Malinin (287.74 points overall) remains comfortable, ahead of Green Jason Brown (277.31). Torgashev came in third, with an average of 256.56 points.
Malinin skated with tenacity rather than the dynamism that infused his stellar short program on Friday, by far his best short program of the season.
“I think I was a little slow,” he said, “and I wasn’t prepared for what was about to happen.”
Malinin fell on his opening jump, quadruple axel, then hit three more quads flawlessly. He exploded two more planned quads into doubles, then turned his final jump pass, planned as a series of two jumps, into an unprecedented triple lutz triple axel triple toe. For context: Only Malinin did a triple Lutz axis sequence.
“I don’t think it’s not that I was planning too much,” he said. “I guess I wasn’t really prepared for that amount. And it was mostly because we were so focused on this short program.”
Brown, 28, who first competed with the seniors at 12 years old, skated great. Were it not for the fall on his recent ambitious free skating jump, or the triple flip that came off a slipping knee, Brown’s overall performance in both the short and free would have been as good as any he has done at the US Championships.
With his longevity and foresight, Brown, a two-time Olympian and seven-time national medalist (gold in 2015) was able to put what befell Malinin in careful perspective and encourage him not to lose faith in him.
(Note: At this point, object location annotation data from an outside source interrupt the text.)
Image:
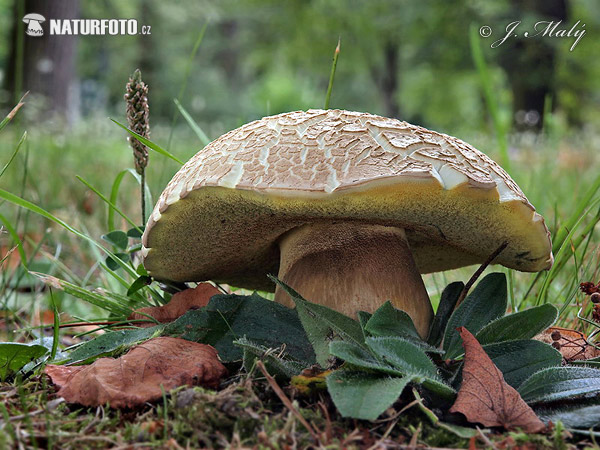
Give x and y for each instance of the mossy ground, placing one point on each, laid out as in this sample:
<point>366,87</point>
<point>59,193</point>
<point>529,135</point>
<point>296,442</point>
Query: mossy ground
<point>244,413</point>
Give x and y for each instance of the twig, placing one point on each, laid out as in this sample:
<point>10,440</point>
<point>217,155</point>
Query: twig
<point>286,401</point>
<point>328,427</point>
<point>478,272</point>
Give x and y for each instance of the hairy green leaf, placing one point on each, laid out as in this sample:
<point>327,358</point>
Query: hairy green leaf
<point>518,360</point>
<point>448,301</point>
<point>487,302</point>
<point>323,325</point>
<point>364,396</point>
<point>410,360</point>
<point>14,356</point>
<point>560,383</point>
<point>522,325</point>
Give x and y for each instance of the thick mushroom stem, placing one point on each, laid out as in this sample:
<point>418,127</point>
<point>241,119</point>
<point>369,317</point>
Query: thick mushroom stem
<point>353,267</point>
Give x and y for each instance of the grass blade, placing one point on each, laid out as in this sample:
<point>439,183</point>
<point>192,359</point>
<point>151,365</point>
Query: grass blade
<point>12,157</point>
<point>150,144</point>
<point>186,76</point>
<point>42,212</point>
<point>16,239</point>
<point>491,100</point>
<point>114,192</point>
<point>192,123</point>
<point>10,116</point>
<point>336,55</point>
<point>109,203</point>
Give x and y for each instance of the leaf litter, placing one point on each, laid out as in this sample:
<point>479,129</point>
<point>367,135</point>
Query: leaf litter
<point>141,375</point>
<point>486,398</point>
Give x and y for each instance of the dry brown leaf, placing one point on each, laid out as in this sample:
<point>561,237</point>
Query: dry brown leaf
<point>485,397</point>
<point>180,303</point>
<point>136,377</point>
<point>573,345</point>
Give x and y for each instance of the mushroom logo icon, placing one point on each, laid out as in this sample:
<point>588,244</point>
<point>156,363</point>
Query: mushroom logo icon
<point>34,27</point>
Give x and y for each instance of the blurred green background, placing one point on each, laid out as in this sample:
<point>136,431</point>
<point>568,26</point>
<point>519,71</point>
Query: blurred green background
<point>230,62</point>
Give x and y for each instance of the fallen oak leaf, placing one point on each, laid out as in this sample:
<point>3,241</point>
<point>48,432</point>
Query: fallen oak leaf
<point>484,397</point>
<point>180,303</point>
<point>140,375</point>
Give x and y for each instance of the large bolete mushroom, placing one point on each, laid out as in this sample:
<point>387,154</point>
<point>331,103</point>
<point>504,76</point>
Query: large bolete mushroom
<point>347,208</point>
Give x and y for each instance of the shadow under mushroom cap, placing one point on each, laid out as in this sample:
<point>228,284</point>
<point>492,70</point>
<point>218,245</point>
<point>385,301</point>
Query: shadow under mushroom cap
<point>221,215</point>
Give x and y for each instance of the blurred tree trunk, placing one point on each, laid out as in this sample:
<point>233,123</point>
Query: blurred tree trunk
<point>147,44</point>
<point>531,87</point>
<point>44,65</point>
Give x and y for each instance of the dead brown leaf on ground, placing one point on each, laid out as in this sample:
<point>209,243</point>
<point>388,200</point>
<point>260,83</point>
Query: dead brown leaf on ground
<point>180,303</point>
<point>486,398</point>
<point>573,345</point>
<point>136,377</point>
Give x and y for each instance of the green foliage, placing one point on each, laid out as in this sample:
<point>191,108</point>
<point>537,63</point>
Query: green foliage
<point>522,325</point>
<point>487,302</point>
<point>560,383</point>
<point>14,356</point>
<point>230,323</point>
<point>323,325</point>
<point>519,359</point>
<point>448,300</point>
<point>364,396</point>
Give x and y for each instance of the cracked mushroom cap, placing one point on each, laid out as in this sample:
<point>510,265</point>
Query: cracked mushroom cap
<point>221,216</point>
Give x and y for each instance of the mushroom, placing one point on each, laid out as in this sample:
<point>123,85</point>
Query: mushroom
<point>347,208</point>
<point>33,21</point>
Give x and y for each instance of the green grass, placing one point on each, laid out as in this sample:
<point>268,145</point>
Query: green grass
<point>61,191</point>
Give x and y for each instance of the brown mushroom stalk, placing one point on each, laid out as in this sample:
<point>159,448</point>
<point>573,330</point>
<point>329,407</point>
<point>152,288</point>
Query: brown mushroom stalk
<point>353,267</point>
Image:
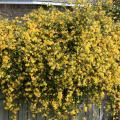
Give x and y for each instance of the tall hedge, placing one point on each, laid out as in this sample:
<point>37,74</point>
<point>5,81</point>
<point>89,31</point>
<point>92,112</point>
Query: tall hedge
<point>54,60</point>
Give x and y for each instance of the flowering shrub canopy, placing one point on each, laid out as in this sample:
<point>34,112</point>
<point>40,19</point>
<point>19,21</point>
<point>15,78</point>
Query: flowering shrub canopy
<point>55,60</point>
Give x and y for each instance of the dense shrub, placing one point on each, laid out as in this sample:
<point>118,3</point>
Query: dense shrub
<point>55,60</point>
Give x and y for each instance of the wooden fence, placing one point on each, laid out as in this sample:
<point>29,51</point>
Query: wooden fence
<point>24,114</point>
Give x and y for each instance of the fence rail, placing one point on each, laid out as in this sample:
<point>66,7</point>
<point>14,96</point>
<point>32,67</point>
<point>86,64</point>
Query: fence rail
<point>24,114</point>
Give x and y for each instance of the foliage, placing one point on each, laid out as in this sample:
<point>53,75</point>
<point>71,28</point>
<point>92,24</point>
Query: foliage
<point>55,60</point>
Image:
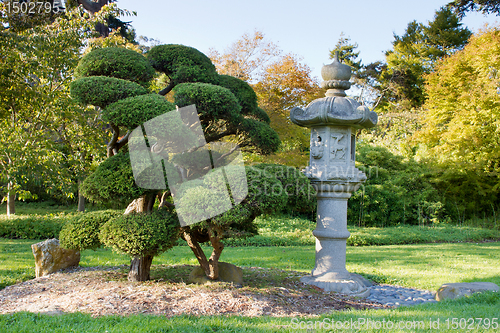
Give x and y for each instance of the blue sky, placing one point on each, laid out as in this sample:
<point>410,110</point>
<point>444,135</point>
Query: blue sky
<point>306,28</point>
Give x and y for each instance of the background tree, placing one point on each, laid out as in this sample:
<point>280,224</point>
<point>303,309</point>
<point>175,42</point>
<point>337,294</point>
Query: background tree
<point>415,53</point>
<point>246,58</point>
<point>35,104</point>
<point>461,7</point>
<point>280,81</point>
<point>460,124</point>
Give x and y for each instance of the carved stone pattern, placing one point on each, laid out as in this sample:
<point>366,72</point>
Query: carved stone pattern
<point>338,149</point>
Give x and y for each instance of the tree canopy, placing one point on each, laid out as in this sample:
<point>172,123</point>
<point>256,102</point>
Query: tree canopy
<point>115,79</point>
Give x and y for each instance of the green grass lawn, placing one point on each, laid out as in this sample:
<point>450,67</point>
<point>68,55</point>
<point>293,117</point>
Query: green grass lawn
<point>442,254</point>
<point>424,266</point>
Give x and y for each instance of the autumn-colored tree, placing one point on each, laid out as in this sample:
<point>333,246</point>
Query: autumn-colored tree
<point>246,58</point>
<point>460,129</point>
<point>280,82</point>
<point>37,113</point>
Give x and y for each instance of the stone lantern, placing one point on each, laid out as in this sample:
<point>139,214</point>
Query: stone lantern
<point>334,120</point>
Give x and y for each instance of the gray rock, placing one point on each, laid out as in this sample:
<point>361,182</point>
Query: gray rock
<point>454,290</point>
<point>50,257</point>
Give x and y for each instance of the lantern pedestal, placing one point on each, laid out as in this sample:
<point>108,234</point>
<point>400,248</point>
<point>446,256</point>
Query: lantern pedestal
<point>331,235</point>
<point>334,121</point>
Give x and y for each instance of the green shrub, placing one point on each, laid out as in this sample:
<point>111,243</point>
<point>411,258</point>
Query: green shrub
<point>265,195</point>
<point>31,227</point>
<point>116,62</point>
<point>213,103</point>
<point>396,191</point>
<point>259,136</point>
<point>102,90</point>
<point>112,184</point>
<point>182,64</point>
<point>82,231</point>
<point>135,111</point>
<point>140,234</point>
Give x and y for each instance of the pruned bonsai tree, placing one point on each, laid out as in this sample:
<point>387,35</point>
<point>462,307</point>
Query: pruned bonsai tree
<point>117,81</point>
Brown listened to Malinin’s press conference questions getting over what went wrong, both legitimate and expected, and wanted his younger teammate not to dwell on it.
“I did a triple lutz-triple axel-triple at the end of your program, and I did a knee roll and I could barely stand to do the core,” Brown told Malinin, sitting next to him in the podium.
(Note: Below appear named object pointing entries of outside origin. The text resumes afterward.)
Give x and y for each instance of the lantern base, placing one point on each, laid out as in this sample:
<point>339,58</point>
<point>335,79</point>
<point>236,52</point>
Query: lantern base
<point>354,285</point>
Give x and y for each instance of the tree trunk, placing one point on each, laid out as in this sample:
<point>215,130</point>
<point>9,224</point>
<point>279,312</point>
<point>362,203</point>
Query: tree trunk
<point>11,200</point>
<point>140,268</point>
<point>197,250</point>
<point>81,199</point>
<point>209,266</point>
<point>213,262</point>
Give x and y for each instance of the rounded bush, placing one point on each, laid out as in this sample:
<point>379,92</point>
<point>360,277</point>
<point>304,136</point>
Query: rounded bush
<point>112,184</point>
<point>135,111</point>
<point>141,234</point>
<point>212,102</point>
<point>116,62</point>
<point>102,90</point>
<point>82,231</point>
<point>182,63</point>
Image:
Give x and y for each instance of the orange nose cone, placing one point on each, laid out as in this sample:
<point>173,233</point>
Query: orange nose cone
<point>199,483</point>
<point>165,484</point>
“The way you keep pushing this sport is incredible. So you never stop being you.”
Malinin, an unexpected second-place finisher at last year’s championships, has come here under the spotlight brighter than anyone who has passed him, in large part due to his history-making success earlier this season as the first to land a quadruple axel in competition. .
Despite his disarming bravery, evidenced by the choice of quadg0d as his social media name, Malinin is not immune to the pressures of a major event and his favorite status.
“There’s a (necessary) amount of experience that takes time to get,” Brown said. “I’ve been through it all. I’ve had a lot of ups, I’ve had a lot of failures. Like I (Malinin) said, how do you take that experience and learn from it and grow from it. That’s what you’re going to do.”
Malinin and Brown will leave on Monday to play eight shows in three Swiss cities over the course of 11 days with the Art on Ice tour. Both are expected to be on the US team at the World Championships in March in Japan.
Malinin walks away with the title feeling satisfied that he didn’t take the slightest risk given his huge lead after the short program.
“This was an opportunity for me to try out this new design,” Malinin said. “Of course, it wasn’t any better. We’ll take advice from this and look worlds away.”
Philip Hirsch, who has covered snowboarding for the last 12 Winter Olympics, is a special contributor to NBCSports.com.